Fitness professionals need to do be exceptional at the simple things. We need to collect and interpret initial interview and consultation information, consider physical limitations and movement assessment scores as we begin to create a well-rounded program design specifically geared toward achieving our clients’ goals. We schedule their first workout and teach them proper progressions and cues of each exercise. We perform each step perfectly, like a true professional, and in the most crucial moment in our client-trainer relationship we get complacent. In a moment designed specifically for us to shine, we fail to deliver.
I observed a personal trainer working with her older adult male client one day as he was performing a deadlift with a kettlebell. While performing reps he continued to round his upper-back. After two or three reps, she put her hand on his shoulder and verbally said, "keep your chest up" while demonstrating what she wanted him to do. She utilized verbal, visual and physical learning cues, providing the best possible learning opportunity for her client.
After cueing, she stepped back, allowing him to continue. He did two more repetitions with good form and started to round his back again. Though she was obviously dissatisfied, she did not correct him a second time. She allowed him to finish his set with poor technique before moving to the next exercise. Trainers do this often, concerned they will appear bossy or demanding to their client; they refuse to re-cue or even stop their client from performing the movement incorrectly.

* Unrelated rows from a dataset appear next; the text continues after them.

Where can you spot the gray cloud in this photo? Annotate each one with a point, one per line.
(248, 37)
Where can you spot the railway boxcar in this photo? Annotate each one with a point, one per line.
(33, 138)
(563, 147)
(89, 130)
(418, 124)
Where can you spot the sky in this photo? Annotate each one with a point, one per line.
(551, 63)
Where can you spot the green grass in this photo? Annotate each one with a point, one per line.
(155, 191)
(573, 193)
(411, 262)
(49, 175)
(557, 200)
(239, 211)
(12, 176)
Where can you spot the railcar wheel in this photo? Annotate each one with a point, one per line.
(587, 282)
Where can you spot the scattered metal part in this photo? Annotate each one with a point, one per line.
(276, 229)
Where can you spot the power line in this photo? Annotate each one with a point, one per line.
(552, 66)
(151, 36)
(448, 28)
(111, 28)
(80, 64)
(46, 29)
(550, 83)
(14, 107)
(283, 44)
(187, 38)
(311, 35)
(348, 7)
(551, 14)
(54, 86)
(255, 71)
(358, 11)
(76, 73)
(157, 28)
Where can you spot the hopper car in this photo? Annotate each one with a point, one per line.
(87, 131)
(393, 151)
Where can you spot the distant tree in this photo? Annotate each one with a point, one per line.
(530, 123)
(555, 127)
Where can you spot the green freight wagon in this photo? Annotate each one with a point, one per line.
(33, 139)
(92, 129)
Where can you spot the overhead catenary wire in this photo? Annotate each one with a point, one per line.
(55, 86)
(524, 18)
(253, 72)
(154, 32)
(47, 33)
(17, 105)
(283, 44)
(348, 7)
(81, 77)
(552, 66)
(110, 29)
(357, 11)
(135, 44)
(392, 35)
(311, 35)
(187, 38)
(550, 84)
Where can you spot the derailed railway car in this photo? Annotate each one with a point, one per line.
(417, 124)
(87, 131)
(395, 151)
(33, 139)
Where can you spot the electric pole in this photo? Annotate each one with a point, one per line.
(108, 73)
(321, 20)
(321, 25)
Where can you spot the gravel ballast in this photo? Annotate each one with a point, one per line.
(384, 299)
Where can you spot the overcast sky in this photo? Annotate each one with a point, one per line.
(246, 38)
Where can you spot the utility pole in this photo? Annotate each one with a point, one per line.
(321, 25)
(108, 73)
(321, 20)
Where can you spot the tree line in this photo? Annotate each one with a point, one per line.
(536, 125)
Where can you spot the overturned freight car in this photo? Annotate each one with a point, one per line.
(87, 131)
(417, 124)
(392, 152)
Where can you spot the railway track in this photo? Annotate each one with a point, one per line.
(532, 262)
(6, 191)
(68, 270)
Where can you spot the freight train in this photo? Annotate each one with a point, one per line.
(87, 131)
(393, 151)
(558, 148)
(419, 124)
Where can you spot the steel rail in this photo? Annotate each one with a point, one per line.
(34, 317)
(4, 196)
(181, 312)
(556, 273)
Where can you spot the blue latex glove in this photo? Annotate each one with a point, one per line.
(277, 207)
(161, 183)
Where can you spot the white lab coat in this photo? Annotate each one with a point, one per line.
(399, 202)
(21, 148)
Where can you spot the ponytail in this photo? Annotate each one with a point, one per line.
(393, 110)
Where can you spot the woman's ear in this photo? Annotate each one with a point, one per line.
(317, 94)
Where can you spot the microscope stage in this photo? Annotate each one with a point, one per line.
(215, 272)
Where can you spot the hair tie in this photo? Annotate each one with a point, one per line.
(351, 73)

They don't want their client to feel unsuccessful, so they let it slide.
Failure to correct, regress or modify is an ethical issue we cannot afford to overlook. We know how to reduce or nullify the risk of injury, but complacency often wins out. The fear of annoying the client becomes greater than the threat of injury however, a slightly over-trained client with poor technique will get injured. Injured clients do not renew their training agreements; they don’t refer others and they don’t speak well of their trainer, ultimately doing a great deal of damage.
On the contrary, a slightly under-trained client with great technique can train year round and achieve their goals as they proudly sing their trainer’s praise to everyone they encounter. It’s in our professional DNA and genetic make-up as personal trainers to do the basic components of our job description extremely well. The well-being and success of our clients and the reputable growth of our profession greatly depends on it.